【MySQL】COALESCE関数を使ってNULLの場合に別のカラムの値を取得する方法
MySQLでは、あるカラム(フィールド)の値がNULLになっている場合に、代わりに別のカラムの値を取得したいケースがあります。このような場合にはCOALESCE()関数を使用すると便利です。COALESCE()は引数の中から最初に見つかったNULL以外の値を返す関数です。
サンプルテーブルの作成
まず、テーブルを作成します。
mysql> create table DemoTable1336 -> ( -> FirstName varchar(20), -> SecondName varchar(20) -> ); Query OK, 0 rows affected (0.64 sec)
レコードの挿入
次に、insertコマンドを使ってテーブルにいくつかのレコードを挿入します。意図的にNULLを含むデータを登録しています。

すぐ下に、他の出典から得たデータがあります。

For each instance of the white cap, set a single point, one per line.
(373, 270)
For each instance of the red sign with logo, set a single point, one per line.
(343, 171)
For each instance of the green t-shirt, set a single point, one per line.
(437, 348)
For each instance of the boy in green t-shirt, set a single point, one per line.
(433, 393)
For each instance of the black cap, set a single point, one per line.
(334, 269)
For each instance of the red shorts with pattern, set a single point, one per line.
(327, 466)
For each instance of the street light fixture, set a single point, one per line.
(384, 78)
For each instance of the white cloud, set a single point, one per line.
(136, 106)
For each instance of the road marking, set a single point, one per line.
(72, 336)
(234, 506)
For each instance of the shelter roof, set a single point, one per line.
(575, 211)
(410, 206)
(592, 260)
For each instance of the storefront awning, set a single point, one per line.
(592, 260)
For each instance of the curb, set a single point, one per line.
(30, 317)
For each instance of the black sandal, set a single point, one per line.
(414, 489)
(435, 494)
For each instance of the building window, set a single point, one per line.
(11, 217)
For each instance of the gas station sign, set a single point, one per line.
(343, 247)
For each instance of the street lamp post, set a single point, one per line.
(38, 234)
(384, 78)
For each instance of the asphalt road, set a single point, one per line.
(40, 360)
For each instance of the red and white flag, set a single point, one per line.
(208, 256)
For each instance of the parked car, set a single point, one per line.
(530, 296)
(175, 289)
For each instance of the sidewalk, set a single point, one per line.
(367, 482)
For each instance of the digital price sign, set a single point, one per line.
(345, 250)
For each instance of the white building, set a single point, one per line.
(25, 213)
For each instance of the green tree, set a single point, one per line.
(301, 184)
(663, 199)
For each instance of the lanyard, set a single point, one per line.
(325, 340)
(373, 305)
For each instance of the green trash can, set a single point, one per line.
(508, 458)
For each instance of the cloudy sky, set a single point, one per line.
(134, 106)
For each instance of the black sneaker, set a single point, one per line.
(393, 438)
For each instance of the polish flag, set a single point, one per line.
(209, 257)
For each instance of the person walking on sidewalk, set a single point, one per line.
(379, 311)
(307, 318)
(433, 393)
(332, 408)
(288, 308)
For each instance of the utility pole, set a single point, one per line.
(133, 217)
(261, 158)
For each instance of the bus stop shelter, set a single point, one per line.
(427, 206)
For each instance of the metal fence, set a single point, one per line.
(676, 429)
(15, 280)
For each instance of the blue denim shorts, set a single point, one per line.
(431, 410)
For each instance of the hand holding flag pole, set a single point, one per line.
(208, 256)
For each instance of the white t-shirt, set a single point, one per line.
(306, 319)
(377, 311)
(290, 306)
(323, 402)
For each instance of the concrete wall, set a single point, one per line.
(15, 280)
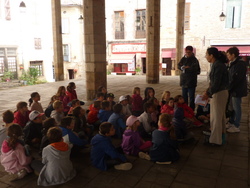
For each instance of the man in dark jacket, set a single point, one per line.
(190, 68)
(237, 87)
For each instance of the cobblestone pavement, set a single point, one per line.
(199, 166)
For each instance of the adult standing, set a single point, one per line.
(190, 68)
(218, 90)
(237, 87)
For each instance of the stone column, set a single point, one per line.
(95, 46)
(180, 15)
(153, 41)
(57, 39)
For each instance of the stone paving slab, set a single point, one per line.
(199, 165)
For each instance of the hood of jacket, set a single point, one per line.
(5, 147)
(128, 132)
(99, 138)
(61, 146)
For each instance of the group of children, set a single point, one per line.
(148, 128)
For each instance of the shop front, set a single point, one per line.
(126, 58)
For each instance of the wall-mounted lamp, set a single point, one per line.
(80, 19)
(222, 16)
(22, 7)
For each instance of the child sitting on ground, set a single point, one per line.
(21, 115)
(132, 143)
(188, 111)
(34, 102)
(168, 108)
(81, 127)
(47, 124)
(137, 106)
(70, 137)
(74, 103)
(92, 117)
(165, 148)
(165, 97)
(13, 157)
(58, 113)
(103, 153)
(116, 119)
(203, 109)
(57, 167)
(50, 108)
(110, 98)
(8, 118)
(125, 107)
(61, 95)
(103, 90)
(71, 93)
(147, 123)
(105, 112)
(33, 130)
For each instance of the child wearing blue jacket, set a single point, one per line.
(105, 112)
(116, 119)
(165, 148)
(70, 137)
(103, 153)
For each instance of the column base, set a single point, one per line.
(175, 72)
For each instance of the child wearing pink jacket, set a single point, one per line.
(13, 157)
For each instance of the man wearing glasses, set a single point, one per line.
(190, 68)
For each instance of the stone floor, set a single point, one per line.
(199, 166)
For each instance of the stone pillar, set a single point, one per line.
(180, 15)
(57, 39)
(153, 41)
(95, 46)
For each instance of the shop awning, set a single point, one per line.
(244, 50)
(121, 58)
(168, 53)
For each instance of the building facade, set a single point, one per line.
(126, 31)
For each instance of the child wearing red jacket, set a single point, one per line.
(137, 104)
(21, 115)
(188, 111)
(92, 117)
(168, 108)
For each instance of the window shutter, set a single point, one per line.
(187, 17)
(7, 10)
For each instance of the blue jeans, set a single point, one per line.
(189, 92)
(236, 117)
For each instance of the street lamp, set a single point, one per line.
(22, 7)
(80, 19)
(222, 16)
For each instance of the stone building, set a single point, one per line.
(126, 31)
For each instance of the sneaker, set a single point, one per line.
(13, 177)
(233, 130)
(22, 173)
(207, 133)
(123, 166)
(17, 176)
(228, 125)
(167, 162)
(143, 155)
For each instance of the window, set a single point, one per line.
(119, 25)
(66, 52)
(37, 43)
(8, 60)
(7, 10)
(38, 65)
(187, 17)
(233, 14)
(65, 25)
(140, 24)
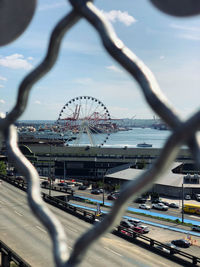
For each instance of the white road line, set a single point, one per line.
(41, 229)
(71, 229)
(18, 213)
(113, 251)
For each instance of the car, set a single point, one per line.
(167, 249)
(82, 187)
(19, 179)
(196, 228)
(140, 200)
(170, 245)
(45, 183)
(62, 184)
(126, 224)
(134, 221)
(197, 196)
(95, 191)
(161, 248)
(187, 197)
(181, 243)
(139, 229)
(101, 190)
(137, 223)
(174, 205)
(160, 206)
(164, 202)
(155, 201)
(144, 206)
(112, 197)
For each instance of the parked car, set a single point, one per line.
(187, 197)
(144, 206)
(196, 228)
(174, 205)
(160, 206)
(95, 191)
(82, 187)
(181, 243)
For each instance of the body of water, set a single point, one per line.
(138, 135)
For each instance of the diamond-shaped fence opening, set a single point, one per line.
(182, 132)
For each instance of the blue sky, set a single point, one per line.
(169, 46)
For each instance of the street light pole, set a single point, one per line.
(182, 203)
(50, 171)
(103, 189)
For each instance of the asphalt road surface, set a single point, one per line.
(22, 232)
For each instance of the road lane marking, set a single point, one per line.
(71, 229)
(18, 213)
(113, 251)
(41, 229)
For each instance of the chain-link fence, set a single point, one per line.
(182, 132)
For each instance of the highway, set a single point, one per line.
(26, 236)
(170, 212)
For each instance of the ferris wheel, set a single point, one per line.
(86, 121)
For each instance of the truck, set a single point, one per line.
(191, 208)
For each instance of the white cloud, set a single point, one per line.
(83, 81)
(3, 78)
(52, 6)
(114, 68)
(185, 32)
(15, 61)
(118, 15)
(37, 102)
(185, 28)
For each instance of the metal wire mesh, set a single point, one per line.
(182, 132)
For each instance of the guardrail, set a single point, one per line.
(120, 231)
(130, 234)
(8, 256)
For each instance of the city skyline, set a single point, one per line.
(167, 45)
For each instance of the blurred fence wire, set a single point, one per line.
(182, 132)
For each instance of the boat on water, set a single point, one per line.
(144, 145)
(46, 134)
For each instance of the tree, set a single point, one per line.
(2, 168)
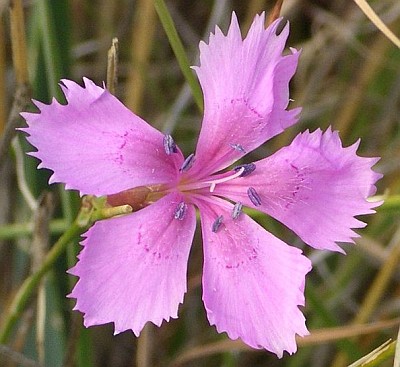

mysql> insert into DemoTable1336 values('John',NULL);
Query OK, 1 row affected (0.21 sec)
mysql> insert into DemoTable1336 values(NULL,'Chris');
Query OK, 1 row affected (0.17 sec)
mysql> insert into DemoTable1336 values('David','Mike');
Query OK, 1 row affected (0.18 sec)テーブル内の全レコードを確認
select文でテーブル内のすべてのレコードを表示してみましょう。
mysql> select * from DemoTable1336;
実行結果は以下の通りです。
+-----------+------------+ | FirstName | SecondName | +-----------+------------+ | John | NULL | | NULL | Chris | | David | Mike | +-----------+------------+ 3 rows in set (0.00 sec)
COALESCE()を使ってNULL以外の値を取得するクエリ
ここで本題です。あるカラムがNULLに設定されていても、もう一方のカラムの値を取得するには、以下のようにCOALESCE()を使用します。
mysql> select coalesce(FirstName,SecondName) as AlternateName from DemoTable1336;
このクエリでは、FirstNameがNULLでなければFirstNameの値を、NULLであればSecondNameの値を「AlternateName」として返します。
実行結果は以下の通りです。
+---------------+ | AlternateName | +---------------+ | John | | Chris | | David | +---------------+ 3 rows in set (0.00 sec)
このように、FirstNameとSecondNameのどちらか一方がNULLでも、必ずNULL以外の名前が取得できていることがわかります。
補足:IFNULL()との違い
似たような処理を行う関数としてIFNULL()がありますが、IFNULL()は引数を2つしか取れないのに対し、COALESCE()は3つ以上の引数も指定できます。例えば、coalesce(FirstName, SecondName, ThirdName)のように記述すると、左から順に評価され、最初にNULL以外だった値が返されます。複数の候補カラムから優先順位をつけて値を取得したい場合には、COALESCE()の方が柔軟に対応できます。